The Church holds up saints, blesseds, venerables, and Servants of God for us because of the example their lives provide. Based on Father’s ministry as a priest, one would argue that he would make an excellent example for his successors in the sacerdotal arts. Sadly, this writer has known only a handful of clerics with whom this is observably the motivating animation of their priesthood. How few times do we hear calls to holiness in the confessional? How rarely do we hear of the need to avoid sin and become saints preached from the pulpit, never mind any useful advice on how to do this?

Here is a practical example.

When it was on TV, the show Desperate Housewives topped the ratings.
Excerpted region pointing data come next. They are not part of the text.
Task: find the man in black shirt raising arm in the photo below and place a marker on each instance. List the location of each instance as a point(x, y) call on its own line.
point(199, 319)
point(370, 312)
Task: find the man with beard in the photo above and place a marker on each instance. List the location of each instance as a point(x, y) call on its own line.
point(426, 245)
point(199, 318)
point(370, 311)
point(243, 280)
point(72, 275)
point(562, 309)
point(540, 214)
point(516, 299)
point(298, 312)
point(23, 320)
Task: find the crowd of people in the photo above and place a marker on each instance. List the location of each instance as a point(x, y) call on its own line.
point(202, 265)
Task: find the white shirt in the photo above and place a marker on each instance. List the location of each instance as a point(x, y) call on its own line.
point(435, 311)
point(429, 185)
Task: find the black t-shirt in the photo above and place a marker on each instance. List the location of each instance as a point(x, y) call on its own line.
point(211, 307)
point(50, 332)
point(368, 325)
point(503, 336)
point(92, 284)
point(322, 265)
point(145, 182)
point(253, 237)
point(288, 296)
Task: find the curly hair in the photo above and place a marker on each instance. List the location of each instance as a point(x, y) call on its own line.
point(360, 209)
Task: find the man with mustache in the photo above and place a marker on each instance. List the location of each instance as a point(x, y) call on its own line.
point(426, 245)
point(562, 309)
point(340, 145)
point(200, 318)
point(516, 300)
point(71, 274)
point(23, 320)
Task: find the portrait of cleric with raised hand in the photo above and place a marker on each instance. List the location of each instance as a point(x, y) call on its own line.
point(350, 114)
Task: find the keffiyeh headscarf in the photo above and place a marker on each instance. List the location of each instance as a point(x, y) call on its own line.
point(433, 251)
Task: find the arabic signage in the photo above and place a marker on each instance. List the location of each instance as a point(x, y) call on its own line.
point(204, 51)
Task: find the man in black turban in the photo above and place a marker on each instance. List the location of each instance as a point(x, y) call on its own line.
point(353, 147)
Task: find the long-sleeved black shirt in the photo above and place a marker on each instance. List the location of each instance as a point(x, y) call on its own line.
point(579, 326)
It did not achieve that status because Catholics boycotted it en masse. No, this show that glorified adultery and lust, avarice, greed, envy, jealousy, and covetousness was watched by a fair number of the faithful. The program was very likely an occasion of sin for many viewers. And yet how many times did we hear sermons or read articles by priests exhorting or pleading with those in the pews to not patronize this program or others like it?

“Well, no one would have listened or changed even if we had.” So what? Prick the faithful’s consciences. Do so enough, and you let the air out of the balloon of self-satisfaction to which all of us cling to one degree or another. Get people thinking and struggling with these questions, with what living a life of sanctity means.

Do, one imagines, what Father Ryan did.

The Diocese of Knoxville is to be commended for bringing forth his cause for beatification. Let us pray that it is a speedy and successful one.